Total volume for 2022 is forecast up only 1.7%. Residential volume for 2022 is forecast up 2.3%. Nonresidential Bldgs volume is forecast up only 4% and Non-bldg volume is forecast down 2.4%.

Construction Spending Current Dollars

Spending includes inflation which does not add to the volume of work. Before we can look at the effect on jobs, we need to adjust spending for inflation. The plot above “Spending by Sector” is current dollars. The sector plot below is adjusted for inflation and is presented in constant $. Constant $ show volume. Notice future residential remains in a narrow range after adjusting for inflation.

Constant $ = Spending minus inflation = Volume

Residential business volume is no stranger to hefty increases in spending and volume. In three years 2013-2015, spending increased 57% and volume was up 35%. For 2020-2021, spending increased 42% and volume was up 20%. Although residential spending remains near this elevated level for the next year, volume growth slows down in the 2nd half of 2022. Residential spending is forecast up 13% for 2022, but a forecast for 11.7% residential inflation slows volume growth to 2.3% for the year.

In January 2021, I had forecast by 3rd quarter 2021, nonresidential buildings volume would be 25% below the Feb 2020 peak. By 3rd qtr 2021 volume was down 21%. This follows the 20% decline in new starts in 2020. Most of the spending from those lost starts would have taken place in 2021. For 2022, spending is forecast to increase 10%, but inflation is forecast at 6%, resulting in volume growth of 4%.

In 2021, nonresidential buildings volume dropped 10%. Non-building volume dropped 7%. In 2022, nonresidential buildings volume should climb 4% but non-building volume falls 2.4%. In fact, the forecast shows non-building volume still drops another 4% in 2023. Although Power plants posted a massive gain in starts in 2019, declines in pipeline starts offset some of that gain. Transportation, a source of long duration projects, is also contributing to that decline. Although transportation starts were up 16% in 2021, that follows a 33% decline in starts in 2020-2021.

Below is the non-building plot, inflation adjusted. Both the nonresidential buildings and the non-building plots show there has been no substantial increase since Feb 2020 in volume to support jobs growth, and there is little to no help in 2022.

Jobs are supported by growth in construction volume, spending minus inflation. If volume is declining, there is no support to increase jobs. Although total volume for 2022 is forecast up 1.7%, with Residential volume forecast up 2.3%, Nonresidential Bldgs volume up 4% and Non-building volume forecast down 2.4%, we will not see total construction volume return to Feb 2020 level at any time in the next three years.
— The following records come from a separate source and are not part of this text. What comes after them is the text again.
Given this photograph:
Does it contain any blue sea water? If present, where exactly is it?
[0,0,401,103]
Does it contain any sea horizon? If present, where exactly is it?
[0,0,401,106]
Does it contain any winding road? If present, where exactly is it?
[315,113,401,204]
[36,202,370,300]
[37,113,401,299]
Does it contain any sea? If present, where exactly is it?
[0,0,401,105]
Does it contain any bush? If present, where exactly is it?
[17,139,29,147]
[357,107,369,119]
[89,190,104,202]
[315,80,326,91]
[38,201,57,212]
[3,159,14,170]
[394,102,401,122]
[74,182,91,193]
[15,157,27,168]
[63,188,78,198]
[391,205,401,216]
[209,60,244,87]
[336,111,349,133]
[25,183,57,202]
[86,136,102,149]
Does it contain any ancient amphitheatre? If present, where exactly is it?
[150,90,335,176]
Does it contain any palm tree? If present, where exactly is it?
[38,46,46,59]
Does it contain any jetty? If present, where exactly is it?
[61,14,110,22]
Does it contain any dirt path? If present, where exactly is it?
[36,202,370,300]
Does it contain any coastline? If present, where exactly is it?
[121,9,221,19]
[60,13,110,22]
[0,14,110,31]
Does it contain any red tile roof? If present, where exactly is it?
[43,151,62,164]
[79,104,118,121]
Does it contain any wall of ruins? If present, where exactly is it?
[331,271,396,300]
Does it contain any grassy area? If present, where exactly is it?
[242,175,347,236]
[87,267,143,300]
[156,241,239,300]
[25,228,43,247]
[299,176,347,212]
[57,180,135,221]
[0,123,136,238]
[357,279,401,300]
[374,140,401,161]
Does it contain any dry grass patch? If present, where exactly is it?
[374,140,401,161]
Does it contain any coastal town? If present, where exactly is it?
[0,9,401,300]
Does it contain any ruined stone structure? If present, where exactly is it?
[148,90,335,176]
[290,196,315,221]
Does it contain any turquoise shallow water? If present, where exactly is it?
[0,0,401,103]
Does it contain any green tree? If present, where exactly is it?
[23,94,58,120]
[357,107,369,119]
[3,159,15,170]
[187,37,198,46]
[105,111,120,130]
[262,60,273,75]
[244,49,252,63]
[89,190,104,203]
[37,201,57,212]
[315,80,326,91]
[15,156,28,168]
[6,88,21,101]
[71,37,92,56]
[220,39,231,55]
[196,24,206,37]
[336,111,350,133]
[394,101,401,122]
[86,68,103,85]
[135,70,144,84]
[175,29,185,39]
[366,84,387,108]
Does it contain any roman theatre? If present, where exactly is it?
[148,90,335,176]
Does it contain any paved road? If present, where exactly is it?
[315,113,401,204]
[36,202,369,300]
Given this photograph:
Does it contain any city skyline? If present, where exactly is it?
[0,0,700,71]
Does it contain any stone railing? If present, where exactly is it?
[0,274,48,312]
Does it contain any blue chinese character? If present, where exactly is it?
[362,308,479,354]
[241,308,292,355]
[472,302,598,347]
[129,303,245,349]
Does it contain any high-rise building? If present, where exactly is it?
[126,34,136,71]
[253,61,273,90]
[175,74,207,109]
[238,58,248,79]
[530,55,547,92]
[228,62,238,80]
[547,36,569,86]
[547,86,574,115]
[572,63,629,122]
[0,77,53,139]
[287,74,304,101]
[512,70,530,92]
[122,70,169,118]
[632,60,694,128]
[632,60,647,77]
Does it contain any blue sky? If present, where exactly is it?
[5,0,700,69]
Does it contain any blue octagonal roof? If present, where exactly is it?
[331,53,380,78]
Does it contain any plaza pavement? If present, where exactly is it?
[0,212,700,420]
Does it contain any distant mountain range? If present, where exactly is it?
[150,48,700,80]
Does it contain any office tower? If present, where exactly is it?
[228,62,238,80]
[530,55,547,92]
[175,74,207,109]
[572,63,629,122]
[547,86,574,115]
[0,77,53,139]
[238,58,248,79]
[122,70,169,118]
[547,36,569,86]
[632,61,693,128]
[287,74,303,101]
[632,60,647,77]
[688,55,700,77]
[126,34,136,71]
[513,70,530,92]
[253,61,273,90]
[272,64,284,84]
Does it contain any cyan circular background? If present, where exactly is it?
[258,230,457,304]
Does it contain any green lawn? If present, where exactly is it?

By the end of 2023 volume is still down 3% from Feb 2020. 

Construction Jobs Growth

When we see spending increasing at less than the rate of inflation, the real work volume is declining. For example, with construction inflation increasing at 3% annually, a nonresidential building spending decline of -2% would reflect a work volume decline of 5%. The extent of volume declines would affect the jobs situation.

There is a difference comparing growth to same month last year versus comparing annual averages. For Dec’21 vs Dec’20, Residential jobs are up 75k, Nonresidential Bldgs up 61k and Nonbuilding up24k. But annual averages tell a much different story.

AVG 2021 vs AVG 2020, Rsdn+153k (+5.3%), Nonres Bldgs +28k (+0.8%), Non-bldg +9k (+0.9%).

Dec vs Dec simply compares jobs at 2 points in time, without the benefit of what occurred in the other 11 months of the year, so does not tell us what took place over the year. Total labor production for the year must take into account all months. The annual average gives a much clearer indication of jobs growth over the year because it accounts for the peaks and dips of all 12 months during the year.

Jobs average over the year 2021 increased +2.3%. After adjusting for inflation, total volume in 2021 is down -1.1%. Residential volume for 2021 is up 10% while Nonresidential Bldgs volume is down 10% and Non-building volume is down 7%. Those are remarkable nonresidential declines, not seen that deep since 2010.

If jobs are increasing faster than volume of work, productivity is declining. For example, nonresidential buildings volume declined 10%, but nonres bldgs jobs increase 0.8%. That’s a 11% swing in productivity. Since labor is about 30% to 35% of the cost of a project, if productivity declines by 11%, then inflation rises by 11% x 35%, or 3.8%. The most recent year drop in volume, while jobs increased, added 4+% to nonresidential buildings inflation for the year. But some jobs counted as Nonresidential actually work on residential construction, so the individual sector data is skewed and there is insufficient detail to count those jobs. Better to look at all volume vs all jobs.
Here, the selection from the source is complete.